Zu erwähnen ist auch der Gala-Auftritt von Limburgs kanadischen Point Guard Sean Stoqua (33 Punkte), der die Licher Reihen im dritten Viertel durcheinanderwirbelte und allein in diesem Abschnitt 17 Punkte auf seine Fahne schrieb. Erst kurz vor dem Schlussakt fingen sich die Gäste wieder - und konservierten doch noch einen 76:71-Vorteil (30.) ins letzte Viertel.

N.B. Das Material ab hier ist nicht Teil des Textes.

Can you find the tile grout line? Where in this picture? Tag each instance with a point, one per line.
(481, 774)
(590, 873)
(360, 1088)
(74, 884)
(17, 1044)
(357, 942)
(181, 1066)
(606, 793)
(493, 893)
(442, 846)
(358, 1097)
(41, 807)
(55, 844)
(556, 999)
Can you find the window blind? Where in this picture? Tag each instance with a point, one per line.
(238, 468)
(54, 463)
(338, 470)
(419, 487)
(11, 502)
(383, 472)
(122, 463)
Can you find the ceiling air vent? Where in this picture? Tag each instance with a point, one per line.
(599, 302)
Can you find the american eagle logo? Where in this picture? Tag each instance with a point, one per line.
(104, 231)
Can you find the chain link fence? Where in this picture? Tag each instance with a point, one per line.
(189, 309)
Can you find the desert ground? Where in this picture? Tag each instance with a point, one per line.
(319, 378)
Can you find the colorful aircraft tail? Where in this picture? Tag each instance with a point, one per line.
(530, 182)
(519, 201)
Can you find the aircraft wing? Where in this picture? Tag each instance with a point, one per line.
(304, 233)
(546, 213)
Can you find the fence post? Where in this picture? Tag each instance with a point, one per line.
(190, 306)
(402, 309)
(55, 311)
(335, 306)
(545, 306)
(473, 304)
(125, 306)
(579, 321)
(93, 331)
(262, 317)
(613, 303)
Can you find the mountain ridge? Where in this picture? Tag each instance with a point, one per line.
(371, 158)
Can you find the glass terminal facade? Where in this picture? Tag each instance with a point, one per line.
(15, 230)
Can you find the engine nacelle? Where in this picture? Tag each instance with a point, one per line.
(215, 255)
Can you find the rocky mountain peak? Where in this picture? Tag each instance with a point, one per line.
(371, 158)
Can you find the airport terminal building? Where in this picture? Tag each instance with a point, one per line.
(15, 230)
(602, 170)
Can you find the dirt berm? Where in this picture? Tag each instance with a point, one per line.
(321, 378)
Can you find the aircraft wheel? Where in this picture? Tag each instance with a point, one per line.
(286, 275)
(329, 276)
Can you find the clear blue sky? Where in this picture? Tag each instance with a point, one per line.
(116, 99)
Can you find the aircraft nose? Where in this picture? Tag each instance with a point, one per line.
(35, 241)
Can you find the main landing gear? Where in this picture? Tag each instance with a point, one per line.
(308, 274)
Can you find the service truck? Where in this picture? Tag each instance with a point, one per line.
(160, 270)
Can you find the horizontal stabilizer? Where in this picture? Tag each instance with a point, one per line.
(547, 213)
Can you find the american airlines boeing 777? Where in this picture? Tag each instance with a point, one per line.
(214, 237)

Allerdings wussten die Baskets im letzten Quarter Glück und Momentum auf ihrer Seite. »Die haben das Heft dann etwas an sich gerissen. Vor allem deren Spieler Matej Kljaic lieferte dann wichtige Plays für Limburg«, analysierte Klassen, dessen Farben sich ferner an Baskets-Big Man Brandon Cataldo (16 Punkte, 15 Rebounds) zunehmend abrieben. In der Crunch-Time brachten die Gastgeber ihre zurückgewonnene Führung schließlich von der Freiwurflinie aus über die Zeit. »Wir haben unser Bestes gegeben. Eigentlich hatten wir nicht so viele Turnovers, aber die wichtigen sind uns am Ende passiert«, sagte Klassen abschließend.

Lich Basketball: Chromik (2), Sann (2), Pompalla (4), Keller (8), Roith (21), Ribbecke (35), Bölke (4), Lischka (12).